Like the Luxor in Las Vegas, this larger-than-life pyramid sticks out like a sore thumb from the rest of Dubai’s cityscape. Interiors, however, are anything but tacky. Each of the 200 rooms are elegant takes on Middle Eastern design, with balconies (the best of which face the Burj Khalifa), mashrabiya motifs, and butler service. Its three swimming pools means you’ll have a chance to escape (or join) the kiddos, while the Raffles Spa is a must for the brand’s signature facials. (Here, do like the locals do and order the one that incorporates Egyptian gold.) The restaurants are excellent—and serve everything from Japanese to steak and seafood—but many of the guests you’ll see are here to fuel up before a night at the resident nightclub, Solitaire.
One&Only Royal Mirage
The One&Only Royal Mirage is arguably Dubai’s most romantic stay, and you’ll know it everywhere you look, from the beautiful mosaic-tiled pool to the domes and arches of its palatial buildings to the symmetry of its palm tree-filled gardens and classic, understated guest rooms decorated with cream-colored carpets and gold accents.

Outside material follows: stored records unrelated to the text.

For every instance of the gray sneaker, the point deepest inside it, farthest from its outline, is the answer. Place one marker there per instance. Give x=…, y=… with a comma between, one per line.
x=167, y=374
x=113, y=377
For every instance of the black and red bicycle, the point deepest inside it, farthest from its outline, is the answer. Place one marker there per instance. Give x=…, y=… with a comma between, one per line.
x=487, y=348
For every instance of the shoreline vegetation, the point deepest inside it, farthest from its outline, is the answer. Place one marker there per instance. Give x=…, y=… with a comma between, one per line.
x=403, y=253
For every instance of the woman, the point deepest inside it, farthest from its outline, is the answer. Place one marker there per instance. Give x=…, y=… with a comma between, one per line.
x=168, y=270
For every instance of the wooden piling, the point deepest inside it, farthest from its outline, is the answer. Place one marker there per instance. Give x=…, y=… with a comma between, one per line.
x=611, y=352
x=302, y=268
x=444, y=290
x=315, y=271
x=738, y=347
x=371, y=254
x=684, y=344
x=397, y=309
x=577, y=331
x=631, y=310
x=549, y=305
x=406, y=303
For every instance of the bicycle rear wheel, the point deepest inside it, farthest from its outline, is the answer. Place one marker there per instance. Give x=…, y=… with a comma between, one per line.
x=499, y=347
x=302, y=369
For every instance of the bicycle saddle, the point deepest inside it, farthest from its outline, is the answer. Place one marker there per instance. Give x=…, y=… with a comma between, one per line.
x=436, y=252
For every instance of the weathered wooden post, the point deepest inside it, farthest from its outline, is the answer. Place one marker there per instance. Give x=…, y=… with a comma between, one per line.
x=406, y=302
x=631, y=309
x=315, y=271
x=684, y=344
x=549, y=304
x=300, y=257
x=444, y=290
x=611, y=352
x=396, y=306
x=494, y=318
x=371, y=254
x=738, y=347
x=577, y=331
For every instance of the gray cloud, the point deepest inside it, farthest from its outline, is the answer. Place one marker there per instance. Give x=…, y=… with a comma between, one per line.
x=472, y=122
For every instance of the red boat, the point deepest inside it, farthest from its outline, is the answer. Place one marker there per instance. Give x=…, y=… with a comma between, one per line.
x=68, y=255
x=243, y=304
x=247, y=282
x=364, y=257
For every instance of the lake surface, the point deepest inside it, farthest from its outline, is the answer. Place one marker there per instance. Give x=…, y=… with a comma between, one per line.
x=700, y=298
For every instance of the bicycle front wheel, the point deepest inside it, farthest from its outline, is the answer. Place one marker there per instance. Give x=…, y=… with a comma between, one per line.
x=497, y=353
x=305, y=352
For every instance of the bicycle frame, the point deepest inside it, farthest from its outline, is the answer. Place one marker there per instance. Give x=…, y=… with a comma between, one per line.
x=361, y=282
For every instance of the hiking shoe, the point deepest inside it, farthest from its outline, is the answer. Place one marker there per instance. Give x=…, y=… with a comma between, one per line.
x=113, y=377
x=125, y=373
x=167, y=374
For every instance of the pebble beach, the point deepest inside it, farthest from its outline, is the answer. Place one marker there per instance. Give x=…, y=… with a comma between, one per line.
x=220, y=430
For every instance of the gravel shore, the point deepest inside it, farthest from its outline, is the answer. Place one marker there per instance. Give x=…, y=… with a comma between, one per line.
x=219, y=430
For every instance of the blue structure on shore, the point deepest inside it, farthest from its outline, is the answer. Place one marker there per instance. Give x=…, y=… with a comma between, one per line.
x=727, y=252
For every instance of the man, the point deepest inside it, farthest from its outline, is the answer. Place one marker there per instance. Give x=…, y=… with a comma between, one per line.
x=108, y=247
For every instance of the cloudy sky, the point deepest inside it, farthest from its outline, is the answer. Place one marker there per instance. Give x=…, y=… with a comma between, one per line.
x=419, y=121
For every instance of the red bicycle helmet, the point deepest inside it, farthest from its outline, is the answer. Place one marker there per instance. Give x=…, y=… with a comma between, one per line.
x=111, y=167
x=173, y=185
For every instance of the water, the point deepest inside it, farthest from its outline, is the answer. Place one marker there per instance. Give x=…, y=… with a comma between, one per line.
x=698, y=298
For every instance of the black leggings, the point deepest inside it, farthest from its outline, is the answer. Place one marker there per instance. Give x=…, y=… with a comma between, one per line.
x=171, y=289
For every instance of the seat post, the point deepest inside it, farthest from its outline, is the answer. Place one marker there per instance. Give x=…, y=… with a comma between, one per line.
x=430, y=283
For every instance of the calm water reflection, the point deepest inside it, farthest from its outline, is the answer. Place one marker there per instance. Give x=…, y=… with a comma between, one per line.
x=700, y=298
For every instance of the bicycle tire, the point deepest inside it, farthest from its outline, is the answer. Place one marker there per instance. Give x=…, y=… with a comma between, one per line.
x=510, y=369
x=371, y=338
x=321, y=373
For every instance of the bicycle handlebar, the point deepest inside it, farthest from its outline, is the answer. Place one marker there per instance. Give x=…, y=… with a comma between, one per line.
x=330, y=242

After time spent in the hammam and Moroccan restaurant, head to the sugar-white beach to catch some sun or hop on the water taxi for a journey across the bay to the other One&Only.
Anantara The Palm Dubai
Southern Asia meets the South Pacific at Dubai’s first Anantara outpost, on the eastern edge of Palm Jumeirah. The resort’s pagoda roofs and on-call tuk tuks are straight out of Thailand, while its overwater villas are a first for the UAE. (There’s also lagoon-access rooms if you don’t manage to snag an overwater number.) You could get away with never leaving the property—and why would you, what with its private beach, four pools, seven restaurants, and tricked-out spa? No wonder it’s a hit with families, groups, and couples seeking an all-in-one getaway.